Shteyngart consults other doctors. Nothing they prescribe alleviates his pain. He says,
I’ve always had a rational fear of dying, but when I imagined a life without being able to walk or swim or have sex or travel or do anything without pain or an Elizabethan collar, I wondered what it would be like to kill myself.
Eventually, he’s introduced to a doctor who prescribes “an ingenious compound cream containing amitriptyline, a tricyclic antidepressant.” Near the end of the piece, Shteyngart writes,
What am I left with in the end? I hope I will continue to get better, though I doubt I will ever be completely right again. I may have to slather my genital with ointments for the rest of my life.
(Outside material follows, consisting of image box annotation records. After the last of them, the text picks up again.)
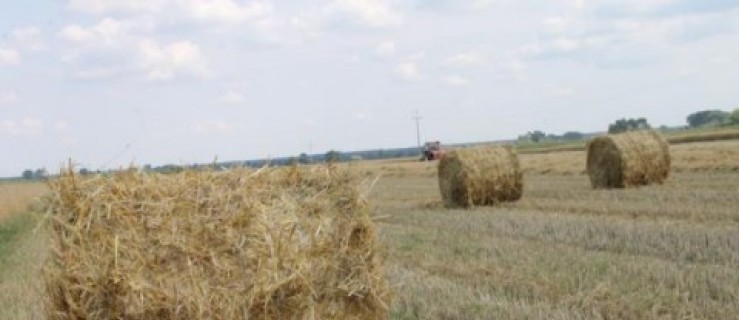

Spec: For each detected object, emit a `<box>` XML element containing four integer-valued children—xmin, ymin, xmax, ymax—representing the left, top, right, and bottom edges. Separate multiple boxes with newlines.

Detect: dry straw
<box><xmin>439</xmin><ymin>146</ymin><xmax>523</xmax><ymax>207</ymax></box>
<box><xmin>44</xmin><ymin>168</ymin><xmax>390</xmax><ymax>319</ymax></box>
<box><xmin>587</xmin><ymin>130</ymin><xmax>670</xmax><ymax>188</ymax></box>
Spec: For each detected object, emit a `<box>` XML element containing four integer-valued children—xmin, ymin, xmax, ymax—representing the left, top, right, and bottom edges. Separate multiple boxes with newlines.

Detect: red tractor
<box><xmin>421</xmin><ymin>141</ymin><xmax>445</xmax><ymax>161</ymax></box>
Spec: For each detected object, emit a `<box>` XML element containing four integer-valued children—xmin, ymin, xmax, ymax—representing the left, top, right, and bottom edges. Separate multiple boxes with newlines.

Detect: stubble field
<box><xmin>0</xmin><ymin>141</ymin><xmax>739</xmax><ymax>319</ymax></box>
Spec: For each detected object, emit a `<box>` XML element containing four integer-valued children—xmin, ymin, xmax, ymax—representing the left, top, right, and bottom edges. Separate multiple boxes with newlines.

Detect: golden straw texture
<box><xmin>587</xmin><ymin>131</ymin><xmax>670</xmax><ymax>188</ymax></box>
<box><xmin>44</xmin><ymin>167</ymin><xmax>390</xmax><ymax>320</ymax></box>
<box><xmin>439</xmin><ymin>146</ymin><xmax>523</xmax><ymax>207</ymax></box>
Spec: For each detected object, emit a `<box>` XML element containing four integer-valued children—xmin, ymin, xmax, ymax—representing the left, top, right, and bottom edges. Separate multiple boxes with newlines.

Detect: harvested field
<box><xmin>587</xmin><ymin>131</ymin><xmax>671</xmax><ymax>189</ymax></box>
<box><xmin>44</xmin><ymin>167</ymin><xmax>390</xmax><ymax>319</ymax></box>
<box><xmin>373</xmin><ymin>173</ymin><xmax>739</xmax><ymax>319</ymax></box>
<box><xmin>438</xmin><ymin>147</ymin><xmax>523</xmax><ymax>207</ymax></box>
<box><xmin>0</xmin><ymin>141</ymin><xmax>739</xmax><ymax>320</ymax></box>
<box><xmin>0</xmin><ymin>182</ymin><xmax>48</xmax><ymax>222</ymax></box>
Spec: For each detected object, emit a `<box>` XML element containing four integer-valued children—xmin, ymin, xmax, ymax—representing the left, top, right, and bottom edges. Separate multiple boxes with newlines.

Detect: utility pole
<box><xmin>413</xmin><ymin>110</ymin><xmax>423</xmax><ymax>157</ymax></box>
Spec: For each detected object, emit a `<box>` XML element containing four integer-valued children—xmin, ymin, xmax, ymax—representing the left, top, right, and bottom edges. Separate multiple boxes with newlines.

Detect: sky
<box><xmin>0</xmin><ymin>0</ymin><xmax>739</xmax><ymax>176</ymax></box>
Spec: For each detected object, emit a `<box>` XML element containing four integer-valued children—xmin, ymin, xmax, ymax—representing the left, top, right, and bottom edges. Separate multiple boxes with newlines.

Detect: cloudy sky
<box><xmin>0</xmin><ymin>0</ymin><xmax>739</xmax><ymax>176</ymax></box>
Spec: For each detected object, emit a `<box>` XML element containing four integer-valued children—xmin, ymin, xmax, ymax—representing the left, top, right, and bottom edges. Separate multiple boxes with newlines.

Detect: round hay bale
<box><xmin>587</xmin><ymin>130</ymin><xmax>670</xmax><ymax>189</ymax></box>
<box><xmin>44</xmin><ymin>167</ymin><xmax>391</xmax><ymax>320</ymax></box>
<box><xmin>439</xmin><ymin>146</ymin><xmax>523</xmax><ymax>207</ymax></box>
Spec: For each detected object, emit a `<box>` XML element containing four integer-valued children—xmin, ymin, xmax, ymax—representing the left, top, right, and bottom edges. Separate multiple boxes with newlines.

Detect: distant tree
<box><xmin>562</xmin><ymin>131</ymin><xmax>585</xmax><ymax>140</ymax></box>
<box><xmin>298</xmin><ymin>152</ymin><xmax>310</xmax><ymax>164</ymax></box>
<box><xmin>687</xmin><ymin>110</ymin><xmax>731</xmax><ymax>128</ymax></box>
<box><xmin>324</xmin><ymin>150</ymin><xmax>341</xmax><ymax>162</ymax></box>
<box><xmin>529</xmin><ymin>130</ymin><xmax>547</xmax><ymax>143</ymax></box>
<box><xmin>33</xmin><ymin>168</ymin><xmax>49</xmax><ymax>179</ymax></box>
<box><xmin>608</xmin><ymin>118</ymin><xmax>652</xmax><ymax>133</ymax></box>
<box><xmin>729</xmin><ymin>108</ymin><xmax>739</xmax><ymax>125</ymax></box>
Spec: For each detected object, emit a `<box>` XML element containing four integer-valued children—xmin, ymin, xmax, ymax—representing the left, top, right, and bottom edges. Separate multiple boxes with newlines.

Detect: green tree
<box><xmin>687</xmin><ymin>110</ymin><xmax>731</xmax><ymax>128</ymax></box>
<box><xmin>325</xmin><ymin>150</ymin><xmax>341</xmax><ymax>162</ymax></box>
<box><xmin>562</xmin><ymin>131</ymin><xmax>585</xmax><ymax>140</ymax></box>
<box><xmin>729</xmin><ymin>108</ymin><xmax>739</xmax><ymax>125</ymax></box>
<box><xmin>33</xmin><ymin>168</ymin><xmax>49</xmax><ymax>179</ymax></box>
<box><xmin>608</xmin><ymin>118</ymin><xmax>652</xmax><ymax>134</ymax></box>
<box><xmin>529</xmin><ymin>130</ymin><xmax>547</xmax><ymax>143</ymax></box>
<box><xmin>298</xmin><ymin>152</ymin><xmax>310</xmax><ymax>164</ymax></box>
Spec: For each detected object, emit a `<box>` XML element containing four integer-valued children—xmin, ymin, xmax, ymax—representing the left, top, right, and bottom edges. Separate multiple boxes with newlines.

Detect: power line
<box><xmin>413</xmin><ymin>110</ymin><xmax>423</xmax><ymax>156</ymax></box>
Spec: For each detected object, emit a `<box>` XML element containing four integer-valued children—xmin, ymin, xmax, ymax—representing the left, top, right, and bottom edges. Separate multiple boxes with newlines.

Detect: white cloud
<box><xmin>67</xmin><ymin>0</ymin><xmax>172</xmax><ymax>14</ymax></box>
<box><xmin>327</xmin><ymin>0</ymin><xmax>403</xmax><ymax>28</ymax></box>
<box><xmin>10</xmin><ymin>27</ymin><xmax>46</xmax><ymax>51</ymax></box>
<box><xmin>0</xmin><ymin>49</ymin><xmax>21</xmax><ymax>67</ymax></box>
<box><xmin>501</xmin><ymin>58</ymin><xmax>529</xmax><ymax>82</ymax></box>
<box><xmin>0</xmin><ymin>118</ymin><xmax>44</xmax><ymax>136</ymax></box>
<box><xmin>184</xmin><ymin>0</ymin><xmax>273</xmax><ymax>23</ymax></box>
<box><xmin>445</xmin><ymin>52</ymin><xmax>489</xmax><ymax>67</ymax></box>
<box><xmin>442</xmin><ymin>75</ymin><xmax>470</xmax><ymax>87</ymax></box>
<box><xmin>549</xmin><ymin>87</ymin><xmax>577</xmax><ymax>98</ymax></box>
<box><xmin>375</xmin><ymin>41</ymin><xmax>395</xmax><ymax>57</ymax></box>
<box><xmin>0</xmin><ymin>92</ymin><xmax>21</xmax><ymax>105</ymax></box>
<box><xmin>67</xmin><ymin>0</ymin><xmax>274</xmax><ymax>25</ymax></box>
<box><xmin>59</xmin><ymin>18</ymin><xmax>210</xmax><ymax>80</ymax></box>
<box><xmin>54</xmin><ymin>120</ymin><xmax>69</xmax><ymax>133</ymax></box>
<box><xmin>138</xmin><ymin>39</ymin><xmax>210</xmax><ymax>80</ymax></box>
<box><xmin>395</xmin><ymin>62</ymin><xmax>420</xmax><ymax>80</ymax></box>
<box><xmin>59</xmin><ymin>18</ymin><xmax>131</xmax><ymax>47</ymax></box>
<box><xmin>352</xmin><ymin>111</ymin><xmax>374</xmax><ymax>122</ymax></box>
<box><xmin>73</xmin><ymin>66</ymin><xmax>125</xmax><ymax>80</ymax></box>
<box><xmin>195</xmin><ymin>121</ymin><xmax>244</xmax><ymax>134</ymax></box>
<box><xmin>220</xmin><ymin>90</ymin><xmax>246</xmax><ymax>104</ymax></box>
<box><xmin>552</xmin><ymin>37</ymin><xmax>580</xmax><ymax>52</ymax></box>
<box><xmin>542</xmin><ymin>16</ymin><xmax>572</xmax><ymax>34</ymax></box>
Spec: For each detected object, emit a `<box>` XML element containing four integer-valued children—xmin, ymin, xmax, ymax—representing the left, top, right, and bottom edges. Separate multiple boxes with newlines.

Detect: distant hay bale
<box><xmin>587</xmin><ymin>130</ymin><xmax>670</xmax><ymax>189</ymax></box>
<box><xmin>439</xmin><ymin>146</ymin><xmax>523</xmax><ymax>207</ymax></box>
<box><xmin>44</xmin><ymin>168</ymin><xmax>390</xmax><ymax>320</ymax></box>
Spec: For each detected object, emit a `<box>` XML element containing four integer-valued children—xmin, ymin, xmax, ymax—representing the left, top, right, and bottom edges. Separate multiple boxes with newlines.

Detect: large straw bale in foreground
<box><xmin>587</xmin><ymin>130</ymin><xmax>670</xmax><ymax>188</ymax></box>
<box><xmin>44</xmin><ymin>168</ymin><xmax>389</xmax><ymax>319</ymax></box>
<box><xmin>439</xmin><ymin>146</ymin><xmax>523</xmax><ymax>207</ymax></box>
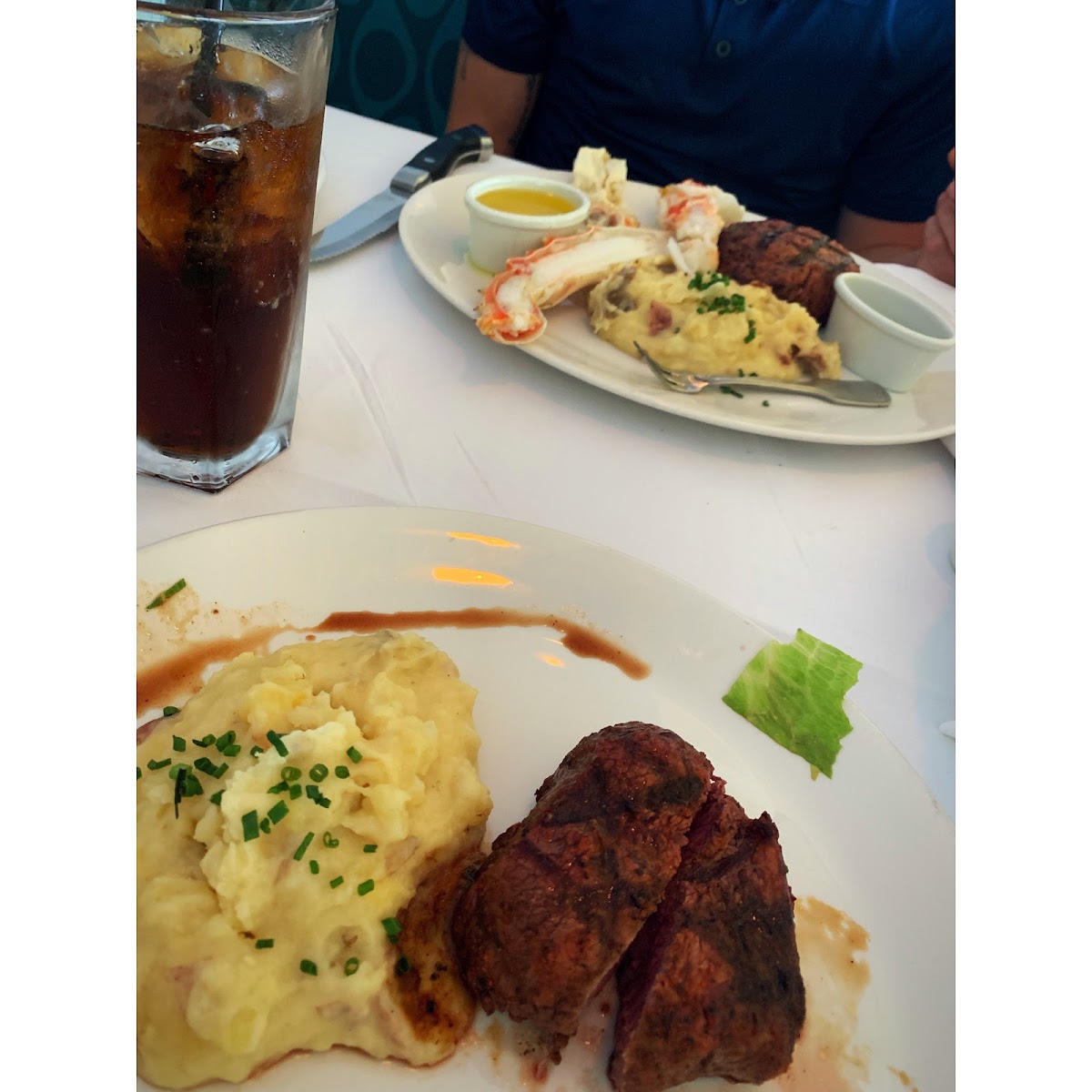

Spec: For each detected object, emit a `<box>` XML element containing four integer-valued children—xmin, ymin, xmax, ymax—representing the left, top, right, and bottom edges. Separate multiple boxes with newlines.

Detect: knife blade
<box><xmin>311</xmin><ymin>126</ymin><xmax>492</xmax><ymax>263</ymax></box>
There are new associated complications from the various medications, and the treatment of my post-traumatic stress will continue. Even with excellent insurance, I have spent many thousands of dollars for medical care and will continue to spend more.
“My Gentile Region” is powerful testimony against circumcision. Its pain and suffering are palpable. I mentally flinched several times as I read it. Is it perverse of me to confess that many of its sentences also gave me pleasure? Well, they did. This one, for example:
I have always imagined that beyond its pleasurable utility the penis must be an incomprehensible thing to most heterosexual women, like a walrus wearing a cape that shows up every once in a while to perform a quick round of gardening.
And this:
After the razzle-dazzle of Cornell, this doctor’s office felt more familiar in a urological context, smaller and lower ceilinged, its walls festooned with quotes from Maimonides and a waiting room populated with older Rothian Jews huddled over copies of the Post while waging a final battle with their prostates.
Shteyngart is a superb writer. His “O.K., Glass” (August 5, 2013) is one of my all-time favourite New Yorker pieces. “My Gentile Region” is right up there with it.